Stocks can experience huge volatility in a short period. A diversified bond portfolio is much less likely to suffer large losses in a short period.

Investing in Bonds

For years, investors were told that stocks were the best vehicle for long-term savings, and that sentiment persists today even in the wake of two market crashes thus far in the millennium. But those who downplay the role of bonds may be missing out on significant opportunities. In fact, bonds are as important today as ever.

While most investments provide some form of income, bonds tend to offer the highest and most reliable streams of income. Even at times when prevailing rates are low, there are still plenty of options, such as high-yield or property bonds, that investors can use to construct a portfolio that will meet their income needs. HHB look at multiple bond opportunities and only choose the best for our clients.
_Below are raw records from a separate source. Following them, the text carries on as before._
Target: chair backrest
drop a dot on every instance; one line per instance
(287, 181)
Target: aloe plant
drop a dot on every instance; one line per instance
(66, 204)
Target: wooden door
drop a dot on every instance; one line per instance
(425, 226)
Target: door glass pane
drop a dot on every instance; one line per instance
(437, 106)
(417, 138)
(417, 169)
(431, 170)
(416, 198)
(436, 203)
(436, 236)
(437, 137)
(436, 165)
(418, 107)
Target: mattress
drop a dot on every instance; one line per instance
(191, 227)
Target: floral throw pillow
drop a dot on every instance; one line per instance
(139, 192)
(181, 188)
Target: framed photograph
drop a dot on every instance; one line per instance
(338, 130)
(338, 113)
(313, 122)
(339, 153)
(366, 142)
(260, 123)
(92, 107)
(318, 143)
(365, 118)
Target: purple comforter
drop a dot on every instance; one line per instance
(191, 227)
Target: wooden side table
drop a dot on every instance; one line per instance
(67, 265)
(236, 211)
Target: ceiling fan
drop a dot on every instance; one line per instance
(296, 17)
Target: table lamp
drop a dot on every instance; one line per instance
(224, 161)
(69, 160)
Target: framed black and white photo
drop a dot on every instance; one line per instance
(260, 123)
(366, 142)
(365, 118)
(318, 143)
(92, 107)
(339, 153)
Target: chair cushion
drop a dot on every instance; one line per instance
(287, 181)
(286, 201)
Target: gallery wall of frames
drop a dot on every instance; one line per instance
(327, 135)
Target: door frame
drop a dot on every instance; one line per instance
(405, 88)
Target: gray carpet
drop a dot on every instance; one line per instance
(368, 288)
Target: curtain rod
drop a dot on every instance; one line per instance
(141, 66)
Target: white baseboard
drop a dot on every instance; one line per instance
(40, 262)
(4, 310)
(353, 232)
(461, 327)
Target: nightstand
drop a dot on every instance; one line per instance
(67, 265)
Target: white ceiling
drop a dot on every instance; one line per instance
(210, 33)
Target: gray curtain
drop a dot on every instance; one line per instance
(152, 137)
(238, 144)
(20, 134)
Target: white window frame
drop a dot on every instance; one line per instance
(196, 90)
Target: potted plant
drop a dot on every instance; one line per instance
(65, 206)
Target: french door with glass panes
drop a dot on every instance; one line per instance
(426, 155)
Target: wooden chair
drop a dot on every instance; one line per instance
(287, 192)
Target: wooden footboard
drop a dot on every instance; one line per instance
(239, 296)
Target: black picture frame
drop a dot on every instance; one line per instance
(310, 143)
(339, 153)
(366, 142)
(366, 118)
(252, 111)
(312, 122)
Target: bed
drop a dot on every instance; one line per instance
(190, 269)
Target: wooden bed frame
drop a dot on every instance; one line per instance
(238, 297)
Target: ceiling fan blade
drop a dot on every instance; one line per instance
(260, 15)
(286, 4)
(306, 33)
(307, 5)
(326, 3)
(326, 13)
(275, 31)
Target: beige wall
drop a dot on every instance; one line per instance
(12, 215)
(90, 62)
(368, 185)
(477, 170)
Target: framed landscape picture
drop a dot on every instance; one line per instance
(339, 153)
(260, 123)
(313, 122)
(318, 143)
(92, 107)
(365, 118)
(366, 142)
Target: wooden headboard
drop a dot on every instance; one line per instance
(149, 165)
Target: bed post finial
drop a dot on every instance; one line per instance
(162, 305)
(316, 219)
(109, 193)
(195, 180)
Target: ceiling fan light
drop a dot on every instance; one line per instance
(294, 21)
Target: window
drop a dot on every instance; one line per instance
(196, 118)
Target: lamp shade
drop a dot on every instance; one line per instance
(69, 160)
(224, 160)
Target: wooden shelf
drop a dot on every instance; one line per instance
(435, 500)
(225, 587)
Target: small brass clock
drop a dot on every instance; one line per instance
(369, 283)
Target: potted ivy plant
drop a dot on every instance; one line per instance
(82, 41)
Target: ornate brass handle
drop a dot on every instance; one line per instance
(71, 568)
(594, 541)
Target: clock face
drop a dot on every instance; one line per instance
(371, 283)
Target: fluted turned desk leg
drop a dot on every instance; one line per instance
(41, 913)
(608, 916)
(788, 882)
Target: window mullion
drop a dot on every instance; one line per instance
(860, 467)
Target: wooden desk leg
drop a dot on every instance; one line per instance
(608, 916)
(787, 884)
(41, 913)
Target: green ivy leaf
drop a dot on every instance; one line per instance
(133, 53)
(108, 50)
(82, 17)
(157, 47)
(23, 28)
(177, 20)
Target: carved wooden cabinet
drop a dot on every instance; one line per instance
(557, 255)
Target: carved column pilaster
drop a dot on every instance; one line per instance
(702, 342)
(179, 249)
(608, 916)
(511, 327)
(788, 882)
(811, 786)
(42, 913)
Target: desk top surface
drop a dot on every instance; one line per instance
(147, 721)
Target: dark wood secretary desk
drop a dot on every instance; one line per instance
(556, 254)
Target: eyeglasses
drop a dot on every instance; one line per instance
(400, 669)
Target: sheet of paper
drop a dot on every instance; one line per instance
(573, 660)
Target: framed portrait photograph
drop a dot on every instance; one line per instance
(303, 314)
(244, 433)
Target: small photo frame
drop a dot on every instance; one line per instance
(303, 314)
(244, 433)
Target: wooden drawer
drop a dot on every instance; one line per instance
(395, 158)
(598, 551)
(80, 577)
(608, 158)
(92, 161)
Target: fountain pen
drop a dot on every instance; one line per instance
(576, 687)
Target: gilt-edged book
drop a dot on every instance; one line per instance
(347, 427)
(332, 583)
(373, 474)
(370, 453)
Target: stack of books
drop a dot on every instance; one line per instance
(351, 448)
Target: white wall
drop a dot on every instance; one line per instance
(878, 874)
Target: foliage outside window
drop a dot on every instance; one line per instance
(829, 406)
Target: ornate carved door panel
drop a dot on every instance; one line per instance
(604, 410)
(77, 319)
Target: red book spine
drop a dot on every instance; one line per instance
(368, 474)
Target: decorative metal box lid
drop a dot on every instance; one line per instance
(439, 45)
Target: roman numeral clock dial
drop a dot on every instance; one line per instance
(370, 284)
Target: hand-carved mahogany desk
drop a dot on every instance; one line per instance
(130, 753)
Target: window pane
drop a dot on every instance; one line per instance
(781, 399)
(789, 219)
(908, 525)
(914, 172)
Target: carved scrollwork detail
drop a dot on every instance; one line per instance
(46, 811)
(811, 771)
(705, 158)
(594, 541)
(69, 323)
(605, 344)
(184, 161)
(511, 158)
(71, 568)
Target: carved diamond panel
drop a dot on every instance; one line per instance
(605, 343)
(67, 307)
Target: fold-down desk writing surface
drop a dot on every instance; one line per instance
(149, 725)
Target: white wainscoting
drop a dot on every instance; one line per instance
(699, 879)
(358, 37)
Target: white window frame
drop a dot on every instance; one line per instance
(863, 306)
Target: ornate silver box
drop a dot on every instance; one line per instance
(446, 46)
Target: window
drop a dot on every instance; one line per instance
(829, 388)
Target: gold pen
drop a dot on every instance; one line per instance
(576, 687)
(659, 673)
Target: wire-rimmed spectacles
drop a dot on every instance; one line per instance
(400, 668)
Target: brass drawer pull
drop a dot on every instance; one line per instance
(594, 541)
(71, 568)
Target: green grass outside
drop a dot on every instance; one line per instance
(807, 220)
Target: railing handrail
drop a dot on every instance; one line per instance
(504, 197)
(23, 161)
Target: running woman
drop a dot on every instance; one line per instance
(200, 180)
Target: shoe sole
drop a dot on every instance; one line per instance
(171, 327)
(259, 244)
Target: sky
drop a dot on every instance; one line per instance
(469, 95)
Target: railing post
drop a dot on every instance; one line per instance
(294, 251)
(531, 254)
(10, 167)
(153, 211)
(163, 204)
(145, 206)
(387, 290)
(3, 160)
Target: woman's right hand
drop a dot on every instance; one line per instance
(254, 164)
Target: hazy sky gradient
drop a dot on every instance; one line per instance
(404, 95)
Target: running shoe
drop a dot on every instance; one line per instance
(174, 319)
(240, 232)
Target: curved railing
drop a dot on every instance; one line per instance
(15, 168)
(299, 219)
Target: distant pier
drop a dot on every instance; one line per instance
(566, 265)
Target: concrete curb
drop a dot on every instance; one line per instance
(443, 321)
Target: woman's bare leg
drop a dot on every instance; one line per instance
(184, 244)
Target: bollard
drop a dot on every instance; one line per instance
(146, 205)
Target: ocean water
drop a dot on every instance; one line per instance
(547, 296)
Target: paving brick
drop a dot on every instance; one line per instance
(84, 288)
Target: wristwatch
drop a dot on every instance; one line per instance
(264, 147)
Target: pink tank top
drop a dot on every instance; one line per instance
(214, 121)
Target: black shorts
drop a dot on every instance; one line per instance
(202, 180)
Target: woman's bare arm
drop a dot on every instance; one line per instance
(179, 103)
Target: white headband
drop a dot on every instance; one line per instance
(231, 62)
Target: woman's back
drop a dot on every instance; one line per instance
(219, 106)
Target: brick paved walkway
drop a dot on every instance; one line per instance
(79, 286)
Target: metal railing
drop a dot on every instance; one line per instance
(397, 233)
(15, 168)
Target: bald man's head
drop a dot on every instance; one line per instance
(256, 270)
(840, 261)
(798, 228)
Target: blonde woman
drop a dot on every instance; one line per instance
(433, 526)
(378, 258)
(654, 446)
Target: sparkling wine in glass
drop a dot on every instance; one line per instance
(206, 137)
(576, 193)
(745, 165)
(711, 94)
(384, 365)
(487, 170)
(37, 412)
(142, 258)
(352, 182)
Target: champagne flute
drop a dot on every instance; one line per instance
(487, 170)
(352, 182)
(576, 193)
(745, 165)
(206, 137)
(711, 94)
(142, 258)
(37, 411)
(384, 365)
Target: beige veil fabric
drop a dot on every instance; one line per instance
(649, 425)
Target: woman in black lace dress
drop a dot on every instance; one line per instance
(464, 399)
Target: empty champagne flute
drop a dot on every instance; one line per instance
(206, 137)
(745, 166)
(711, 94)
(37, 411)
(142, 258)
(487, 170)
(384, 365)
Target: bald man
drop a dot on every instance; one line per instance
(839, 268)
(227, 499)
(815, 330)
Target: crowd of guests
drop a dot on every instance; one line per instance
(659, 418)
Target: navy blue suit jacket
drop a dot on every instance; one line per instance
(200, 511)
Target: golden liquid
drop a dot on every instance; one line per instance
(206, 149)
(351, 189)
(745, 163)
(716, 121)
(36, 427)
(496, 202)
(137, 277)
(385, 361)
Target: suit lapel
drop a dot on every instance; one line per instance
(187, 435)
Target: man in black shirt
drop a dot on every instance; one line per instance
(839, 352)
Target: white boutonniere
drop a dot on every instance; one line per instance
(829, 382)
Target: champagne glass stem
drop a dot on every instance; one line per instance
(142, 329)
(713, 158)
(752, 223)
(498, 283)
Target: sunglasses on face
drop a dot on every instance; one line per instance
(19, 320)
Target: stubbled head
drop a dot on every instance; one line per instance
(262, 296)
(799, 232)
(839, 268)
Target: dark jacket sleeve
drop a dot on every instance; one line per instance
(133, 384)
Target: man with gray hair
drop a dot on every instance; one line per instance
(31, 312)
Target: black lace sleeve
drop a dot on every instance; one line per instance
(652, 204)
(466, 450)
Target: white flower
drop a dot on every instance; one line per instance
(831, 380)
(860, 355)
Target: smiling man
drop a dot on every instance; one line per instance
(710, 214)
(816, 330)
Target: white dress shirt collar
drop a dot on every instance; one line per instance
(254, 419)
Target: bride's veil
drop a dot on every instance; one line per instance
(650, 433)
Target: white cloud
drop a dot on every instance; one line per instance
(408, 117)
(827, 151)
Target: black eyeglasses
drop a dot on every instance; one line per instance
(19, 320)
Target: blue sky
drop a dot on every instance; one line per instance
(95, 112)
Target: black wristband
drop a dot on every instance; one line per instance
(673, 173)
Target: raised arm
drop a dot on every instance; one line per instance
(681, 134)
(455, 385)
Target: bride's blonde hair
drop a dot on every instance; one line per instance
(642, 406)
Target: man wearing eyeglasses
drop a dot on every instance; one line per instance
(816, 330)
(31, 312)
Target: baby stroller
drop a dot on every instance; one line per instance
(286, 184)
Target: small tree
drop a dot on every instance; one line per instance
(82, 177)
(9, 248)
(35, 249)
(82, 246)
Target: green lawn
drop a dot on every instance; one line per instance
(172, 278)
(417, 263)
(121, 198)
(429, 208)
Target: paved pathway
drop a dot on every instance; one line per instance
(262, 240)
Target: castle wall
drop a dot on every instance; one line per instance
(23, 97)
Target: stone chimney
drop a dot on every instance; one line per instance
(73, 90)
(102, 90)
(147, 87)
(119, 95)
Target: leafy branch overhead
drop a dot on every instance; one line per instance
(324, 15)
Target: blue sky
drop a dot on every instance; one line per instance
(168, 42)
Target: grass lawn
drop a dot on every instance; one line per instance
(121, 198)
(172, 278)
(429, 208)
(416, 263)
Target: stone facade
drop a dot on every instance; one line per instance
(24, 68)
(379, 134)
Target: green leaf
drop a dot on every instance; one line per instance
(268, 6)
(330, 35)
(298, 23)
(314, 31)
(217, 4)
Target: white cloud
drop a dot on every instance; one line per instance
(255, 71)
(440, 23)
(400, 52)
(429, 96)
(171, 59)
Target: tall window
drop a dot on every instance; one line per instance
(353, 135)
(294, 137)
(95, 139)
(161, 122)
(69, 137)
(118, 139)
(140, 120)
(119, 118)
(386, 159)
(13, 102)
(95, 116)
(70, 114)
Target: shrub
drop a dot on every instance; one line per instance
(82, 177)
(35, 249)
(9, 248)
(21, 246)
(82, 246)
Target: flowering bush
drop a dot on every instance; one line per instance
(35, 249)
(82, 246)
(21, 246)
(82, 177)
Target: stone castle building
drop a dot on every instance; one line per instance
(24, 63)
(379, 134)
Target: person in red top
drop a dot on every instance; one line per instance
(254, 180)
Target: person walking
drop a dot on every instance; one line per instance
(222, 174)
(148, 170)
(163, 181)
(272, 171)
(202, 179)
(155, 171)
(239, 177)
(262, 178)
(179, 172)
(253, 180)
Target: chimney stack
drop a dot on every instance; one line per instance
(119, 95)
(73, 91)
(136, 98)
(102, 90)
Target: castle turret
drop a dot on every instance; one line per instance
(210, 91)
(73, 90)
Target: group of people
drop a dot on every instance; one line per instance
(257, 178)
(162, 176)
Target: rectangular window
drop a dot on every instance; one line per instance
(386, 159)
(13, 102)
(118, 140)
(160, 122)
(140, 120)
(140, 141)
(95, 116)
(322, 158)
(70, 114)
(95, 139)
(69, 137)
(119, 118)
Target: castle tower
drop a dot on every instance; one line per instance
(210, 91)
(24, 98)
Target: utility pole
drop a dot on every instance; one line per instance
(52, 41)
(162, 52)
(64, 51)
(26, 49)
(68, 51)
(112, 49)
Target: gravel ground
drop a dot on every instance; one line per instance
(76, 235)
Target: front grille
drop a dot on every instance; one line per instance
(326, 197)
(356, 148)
We have bonds available for various durations, from 1 to 10 years, each with a number of benefits and payout options.

We offer various types of bonds

While stocks can experience huge volatility in a short period – such as the financial crisis of 2008 – a diversified bond portfolio is much less likely to suffer large losses in a short period.
The type of bonds HHB offers can be divided into five categories each with their own strengths and weaknesses:

Asset-backed securities

Asset-backed securities, called ABS, are bonds or notes backed by financial assets. Typically these assets consist of receivables other than mortgage loans, such as credit card receivables, auto loans, manufactured-housing contracts and home-equity loans. ABS differ from most other kinds of bonds in that their creditworthiness (which is at the triple-A level for more than 90% of outstanding issues) derives from sources other than the paying ability of the originator of the underlying assets.

Mortgage-backed securities

Mortgage-backed securities, called MBS, are bonds secured by home and other real estate loans. Unlike a traditional fixed-income bond, most MBS bondholders receive monthly—not semiannual— interest payments. There’s a good reason for this. Homeowners (whose mortgages make up the underlying collateral for the MBS) pay their mortgages monthly, not twice a year. These mortgage payments are what ultimately find their way to MBS investors.

Corporate Bonds

Corporate bonds are simply bonds that are issued by corporations to fund their operations. A company that wants to raise cash can either sell a share of itself by issuing stock, or it can take on debt by issuing bonds. Investors purchase corporate bonds because they typically offer higher yields than are available in government issued bonds. Corporate bonds in general have experienced a very low incidence of default over time. Higher-rated bonds, in particular, have a very low chance of default.

Government Bonds

Government bonds are debt securities issued by the government. Government bonds are considered low-risk investments because they’re backed by the government. When you buy a Government bond, you are, in essence lending money to the Government that has issued that bond. In return for that loan, the Government provides you with a bond and promises to repay the value of the bond when it matures, along with a specified rate of interest on the money you have invested.

Emerging Market Bonds

Emerging Market Bonds (EMBs) refer to bonds issued by governments and companies in developing markets. Often they offer very attractive yields, but do pose special risks such as political/institutional instability and currency fluctuations. Their yields higher in general due to the higher risk involved. Today EMBs are issued from developing nations and corporations all over the world, including Asia, Latin America, Eastern Europe, Africa, and the Middle East.